Currently, amniocentesis and chorionic villus sampling (CVS) are the gold standard for definitive prenatal testing. They can only be performed early in pregnancy (CVS is usually done between 12 and 14 weeks and amniocentesis between 15 and 18 weeks). They are typically offered to mothers older than 35 years or those who are otherwise at high risk of carrying a child with a chromosomal abnormality based on a first-trimester nuchal translucency ultrasound and measurement of the maternal serum analytes free beta hCG and PAPP-A. These first-trimester screenings are, however, confounded by a high false-positive rate, leading to potential over-screening with CVS and amniocentesis. 

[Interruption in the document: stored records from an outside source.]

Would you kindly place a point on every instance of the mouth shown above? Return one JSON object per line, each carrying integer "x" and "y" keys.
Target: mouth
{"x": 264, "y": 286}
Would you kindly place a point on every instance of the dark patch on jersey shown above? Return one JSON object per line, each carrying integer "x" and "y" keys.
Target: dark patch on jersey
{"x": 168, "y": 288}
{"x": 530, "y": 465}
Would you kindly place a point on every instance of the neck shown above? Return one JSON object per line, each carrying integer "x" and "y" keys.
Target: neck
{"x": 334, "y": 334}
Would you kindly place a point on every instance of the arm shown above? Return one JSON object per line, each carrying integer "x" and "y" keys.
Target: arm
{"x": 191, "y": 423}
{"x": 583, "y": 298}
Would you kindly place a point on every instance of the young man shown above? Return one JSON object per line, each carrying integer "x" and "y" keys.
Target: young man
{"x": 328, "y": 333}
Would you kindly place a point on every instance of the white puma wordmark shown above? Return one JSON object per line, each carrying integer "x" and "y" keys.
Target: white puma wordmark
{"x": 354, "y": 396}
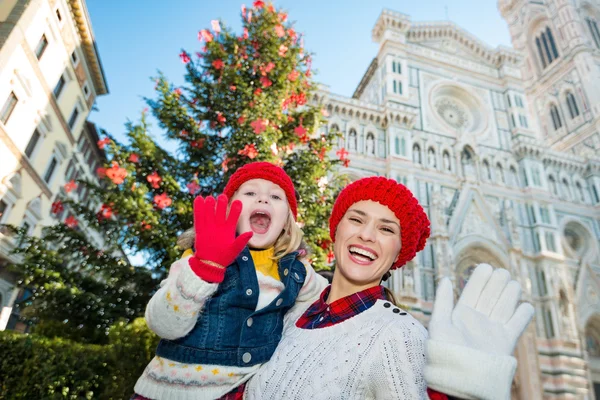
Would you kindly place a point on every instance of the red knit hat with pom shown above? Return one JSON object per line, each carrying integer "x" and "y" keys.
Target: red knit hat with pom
{"x": 414, "y": 224}
{"x": 267, "y": 171}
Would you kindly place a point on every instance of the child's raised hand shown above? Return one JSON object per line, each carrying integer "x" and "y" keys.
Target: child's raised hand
{"x": 216, "y": 245}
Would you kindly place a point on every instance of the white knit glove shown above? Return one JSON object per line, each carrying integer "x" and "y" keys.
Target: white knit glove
{"x": 469, "y": 347}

Circulating free fetal DNA (cffDNA) was discovered in 1997, and several noninvasive prenatal testing (NIPT) technologies have been developed in an attempt to better screen for aneuploidy and other monogenic disorders. However, when used to detect common microdeletions, genome-wide screening, copy number variants, single-gene disorders, and X-linked disorders, these tests have lower positive predictive values than for aneuploidy, leading to more invasive testing than may be necessary. “These tests have revolutionized prenatal care,” Dr. Winter said in a university press release, “but they can only detect a small subset of genetic conditions and are not always accurate. We hope the LOC technology will be able to reliably detect a greater range of genetic abnormalities, providing more information to families and healthcare providers.”

 

LOC feasibility and pilot study results

It’s been known for over 100 years that beyond five weeks of pregnancy, fetal cells circulate in the maternal blood after being shed from the placenta, and the researchers suggested that the ability to isolate intact fetal cells would “undoubtedly vastly improve the performance of NIPT.” In a feasibility study, they were able to isolate a high yield (79%) of trophoblastic cells from maternal peripheral white blood cells using the LOC inertial microfluidic technology. They then validated that fetal cells could be used to diagnose aneuploidy in a confirmed case of fetal trisomy 21 in a pilot study, by enriching six circulating fetal cells from a single 7-mL blood sample. In a second feasibility study, they were able to show that the technology could pick up single fetal trophoblast, demonstrating that LOC was compatible with “downstream genetic analysis.”

 

Results of these initials tests must be validated in a clinical study, but represent a new avenue for noninvasive genetic testing during pregnancy. If validated, the LOC device could reduce the number of invasive genetic tests performed as well as provide reassurance for low-risk mothers, the authors said.